No âmbito do PT, decepcionou os que achavam que poderia afrouxar a guarda durante a apreciação do processo do chamado mensalão, do qual foi relator. Na época, produziu uma peça jurídica que transformou 40 denunciados em réus.

Junto ao empresariado, órgãos públicos e a alguns setores mais conservadores da sociedade, é visto com cautela por vários motivos. Da parte dos conservadores, principalmente, por ser favorável à legalização do aborto. Da parte dos empresários, por defender que, quando uma empresa privada assume um serviço público mediante concessão, deveriam ser aplicadas a esta regras da responsabilidade objetiva, como se tal empresa fosse o próprio Estado. É ainda da opinião de que a competência para julgamentos de processos referentes a trabalho escravo deve ser da Justiça Federal.

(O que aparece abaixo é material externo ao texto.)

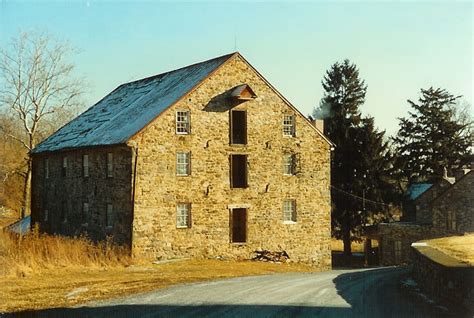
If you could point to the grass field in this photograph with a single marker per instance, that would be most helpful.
(459, 247)
(42, 271)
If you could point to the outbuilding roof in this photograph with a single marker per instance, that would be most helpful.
(417, 189)
(130, 107)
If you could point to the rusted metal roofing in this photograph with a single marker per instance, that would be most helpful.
(129, 108)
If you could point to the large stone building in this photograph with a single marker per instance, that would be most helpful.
(444, 208)
(208, 160)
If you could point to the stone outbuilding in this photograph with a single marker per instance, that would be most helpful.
(444, 208)
(204, 161)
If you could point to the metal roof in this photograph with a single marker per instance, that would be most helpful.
(417, 189)
(129, 108)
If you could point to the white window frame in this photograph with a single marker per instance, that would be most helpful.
(289, 125)
(85, 166)
(289, 211)
(64, 212)
(85, 213)
(397, 250)
(46, 168)
(289, 164)
(110, 165)
(65, 164)
(451, 220)
(183, 120)
(183, 163)
(109, 216)
(183, 215)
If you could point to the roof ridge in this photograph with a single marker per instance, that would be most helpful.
(175, 70)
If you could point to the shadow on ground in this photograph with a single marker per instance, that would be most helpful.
(371, 293)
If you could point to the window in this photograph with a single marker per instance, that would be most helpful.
(110, 165)
(183, 163)
(109, 217)
(85, 165)
(182, 122)
(451, 221)
(398, 250)
(238, 225)
(46, 168)
(64, 207)
(288, 125)
(238, 127)
(238, 171)
(183, 215)
(289, 211)
(64, 166)
(289, 164)
(85, 213)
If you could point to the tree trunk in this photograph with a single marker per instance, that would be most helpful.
(346, 239)
(25, 207)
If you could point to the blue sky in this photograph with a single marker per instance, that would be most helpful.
(399, 46)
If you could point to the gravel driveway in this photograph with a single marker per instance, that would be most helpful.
(337, 293)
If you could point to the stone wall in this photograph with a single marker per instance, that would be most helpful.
(404, 232)
(61, 194)
(443, 277)
(459, 201)
(158, 189)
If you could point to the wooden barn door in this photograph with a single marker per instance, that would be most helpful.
(238, 226)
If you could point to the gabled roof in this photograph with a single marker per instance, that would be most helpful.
(461, 180)
(130, 107)
(417, 189)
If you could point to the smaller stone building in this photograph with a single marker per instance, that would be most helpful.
(442, 209)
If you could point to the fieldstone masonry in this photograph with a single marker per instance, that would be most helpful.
(432, 220)
(146, 190)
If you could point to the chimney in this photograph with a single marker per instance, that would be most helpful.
(319, 124)
(459, 173)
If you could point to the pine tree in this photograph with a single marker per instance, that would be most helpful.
(432, 137)
(360, 156)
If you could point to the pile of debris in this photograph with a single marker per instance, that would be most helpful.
(272, 257)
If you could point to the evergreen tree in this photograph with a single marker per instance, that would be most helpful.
(361, 155)
(432, 137)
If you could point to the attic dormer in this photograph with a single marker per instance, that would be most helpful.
(242, 93)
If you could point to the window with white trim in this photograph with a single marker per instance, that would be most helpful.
(183, 163)
(183, 215)
(110, 165)
(182, 122)
(46, 168)
(289, 164)
(64, 211)
(289, 211)
(109, 216)
(64, 166)
(451, 220)
(85, 165)
(85, 213)
(397, 250)
(289, 125)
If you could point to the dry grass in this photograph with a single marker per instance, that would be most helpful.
(33, 253)
(39, 271)
(459, 247)
(338, 246)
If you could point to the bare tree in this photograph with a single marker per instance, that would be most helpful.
(36, 83)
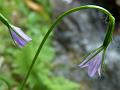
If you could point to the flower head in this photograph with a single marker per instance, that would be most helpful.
(93, 66)
(19, 37)
(93, 61)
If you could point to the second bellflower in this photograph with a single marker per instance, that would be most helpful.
(93, 62)
(18, 36)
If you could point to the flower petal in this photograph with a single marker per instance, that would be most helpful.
(94, 65)
(18, 40)
(21, 33)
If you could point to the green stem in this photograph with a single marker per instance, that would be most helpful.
(52, 27)
(4, 20)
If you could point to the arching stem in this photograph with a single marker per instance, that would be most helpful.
(108, 35)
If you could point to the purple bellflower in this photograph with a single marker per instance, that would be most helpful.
(93, 62)
(93, 66)
(18, 36)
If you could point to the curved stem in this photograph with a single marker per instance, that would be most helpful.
(52, 27)
(4, 20)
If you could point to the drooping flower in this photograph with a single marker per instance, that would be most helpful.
(93, 66)
(18, 36)
(93, 63)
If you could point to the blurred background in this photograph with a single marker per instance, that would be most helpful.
(77, 34)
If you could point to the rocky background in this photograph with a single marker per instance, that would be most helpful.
(80, 32)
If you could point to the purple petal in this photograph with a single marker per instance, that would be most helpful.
(94, 65)
(83, 64)
(18, 40)
(21, 33)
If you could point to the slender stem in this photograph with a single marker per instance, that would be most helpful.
(4, 20)
(52, 27)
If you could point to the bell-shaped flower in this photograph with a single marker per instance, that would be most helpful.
(93, 66)
(18, 36)
(93, 61)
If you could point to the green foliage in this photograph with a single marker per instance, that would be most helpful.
(42, 77)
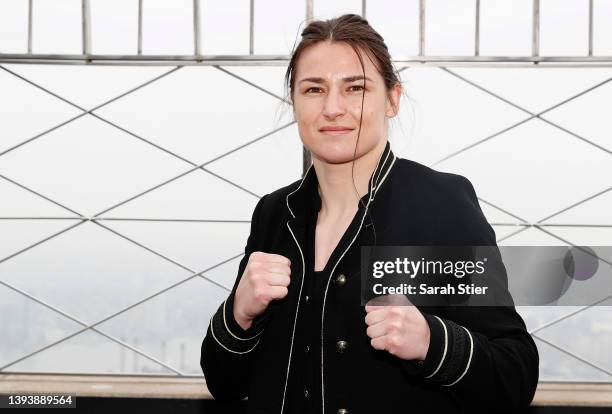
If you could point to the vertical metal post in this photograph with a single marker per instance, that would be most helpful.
(421, 27)
(196, 28)
(477, 30)
(140, 27)
(86, 26)
(535, 41)
(251, 26)
(30, 5)
(590, 27)
(309, 10)
(306, 156)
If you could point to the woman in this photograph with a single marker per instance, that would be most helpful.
(292, 335)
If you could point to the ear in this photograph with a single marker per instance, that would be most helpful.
(393, 100)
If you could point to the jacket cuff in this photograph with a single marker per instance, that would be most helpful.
(230, 335)
(450, 352)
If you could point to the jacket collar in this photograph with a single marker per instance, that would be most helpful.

Perante advogados, é conhecido por não gostar dos pedidos para apressar julgamentos e por criticar, constantemente, o que define como “elite do Direito”, formada pelos que vivem nos tribunais para pedir preferência nos processos em que atuam. Também é contra o poder do Ministério Público (MP) de arquivar e de presidir inquéritos policiais.

Junto aos políticos, aceitou as denúncias do MP contra o ex-governador de Minas Gerais e atual senador Eduardo Azeredo (PSDB), por peculato. E foi responsável pela reabertura do processo contra o então deputado federal e ex-governador da Paraíba Ronaldo Cunha Lima (PMDB), por tentativa de homicídio. O ex-governador preferiu renunciar ao mandato para ser julgado como réu comum, como forma de evitar um julgamento por parte do Supremo. No plenário do STF, propriamente, votou a favor da pesquisa com células-tronco, ao aborto de fetos com anencefalia e pelo direito dos servidores públicos fazerem greve.

Em razão desses votos, tem sido chamado de “contraditório” e “arrogante”. Mas não teme embates, e ainda cultiva amigos leais e afetuosos. “Quando o ministro gosta de alguém, gosta de verdade”, conta um servidor do tribunal, que evitou se identificar. “Ele é sincero e impositivo em suas palavras e, por isso mesmo, corretíssimo em tudo o que faz”, complementa um advogado que constantemente acompanha as sessões.

Barbosa já avisou: diante do imbróglio que sua ausência provocou, vai retornar ao trabalho. Mas em caráter provisório, para realização de julgamentos mais urgentes. Depois se submeterá a perícia e pedirá nova licença. Afirma que precisa ficar bom para poder usar toda a energia de que dispõe e ajudar o país. Ratifica, assim, a declaração bombástica que deu, anos atrás. Questionado pelo fato de ter sido o primeiro negro nomeado para o STF em muitas décadas, disse que quem, no tribunal, por acaso achava que encontraria nele “a figura de um negro submisso”, se enganou. Será que alguém mais tem dúvidas?